I’d be curious to know
if that reviewing of customer preferences also included research regarding customer expectations and importance of a broader
list of store variables. Certainly price and product mix are part of the equation, but so potentially is every other piece
of the customer experience. From the lighting they see in the parking lot, to the smell in the deli area,
the feel of the shopping bags, the conversation of the cashier, the design of the weekly FSI and every other Experiential
Component of every Touchpoint, the customer is gathering “data” that will direct their choice of store when they
next make the trip to the supermarket.
Monday, January 12, 2009
Can you really know how to better manage your Customer Experience with one question?
10:24 am est
Richard Owen of Satmetrix has
a new book out picking up on the idea of Net Promoter (A concept his organization originally developed along with Fred Reichheld).
It’s not that I have anything against calculating a score by subtracting the bottom
six boxes (on a 10-point scale) from the top two boxes to generate a net score. That might even be better
than the simple mean in that it washes out the “neutrals”. But the idea that you can do much with just that one question (How likely are
you to recommend this brand to a friend?) is just as crazy as it ever was. First of all
there is nothing new about this question. It’s been asked and used as one of the dependent variables
in virtually every customer satisfaction questionnaire that most of us have been part of for at least the past fifteen years.
Second, there’s real question of how uniquely well that one question performs as a predictor of financial performance.

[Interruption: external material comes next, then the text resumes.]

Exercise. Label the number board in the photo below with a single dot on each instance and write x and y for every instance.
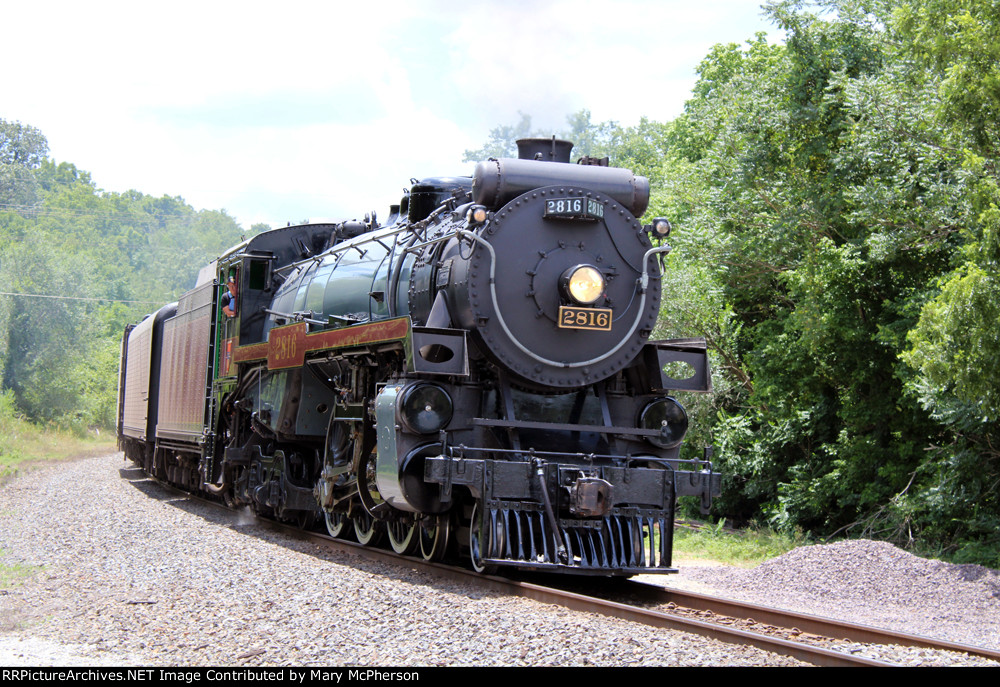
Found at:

All the objective, analytical investigations I’ve seen in the past year find that the “one question” is
no more predictive of future behavior than the overall satisfaction or intention to purchase in the future
What is valuable about Mr. Owns book is less likely Net Promoter,
but rather the Net Promoter Operating Model which appears to suggest that smart corporations that wish to flourish
in the current economic downturn need to do a whole lot more than asking “The Ultimate Question” and just focusing
on improving their score. Instead, as some of us having been preaching in recent years, it requires: 1)
creating a customer centered culture, 2) identifying ALL the customer touchpoints and their components, 3) capturing customer
feedback to evaluate the experiences, 4) analyzing that data to identify the key areas for change that will best increase
customer perceived value of the brand, and 5) taking action to leverage the strengths and neutralize the weaknesses.
Wednesday, January 7, 2009
Resolutions for Recession
Forrester Research’s Bruce Temkin just presented his Customer Experience
2009 Resolutions on his customerexperiencematters.com website. I’m thrilled to hear any passionate
call to “give customer experience the attention it deserves” (Resolution #10), and to “make steps towards
a more customer-centric culture” (Resolution #7), but I am afraid how some will interpret Resolution #1: “We shall
not allow a recession (to) take our focus away from customers”.
8:51 am est
In reality budgets are going to
be much more heavily scrutinized than in the past, and there will be cuts. I’m hoping that the silver lining in the
recession will be smarter spending on the Customer Experience. The commonly voiced idea that we should
be doing everything humanly possible to please every customer at every interaction never really made
any sense from the outset. This is the real world and corporations are in business to make a profit.
As with budgets in general, they have to be balanced (unless of course you’re the President of the United States
or a member of Congress), and delivering those profits means having to set priorities and make tough decisions.
Those of us charged with improving customer retention, gaining share of wallet, and improving word of mouth need to
work harder at learning what customers really value, and how well they think we are performing compared to the broader competitive
set. We need to take action that’s based upon a better understanding of how customers view the TOTAL
Customer Experience we are delivering compared to the price they are paying for our product or service. That’s
what we should resolve to do in this recession (or any other time we are in business).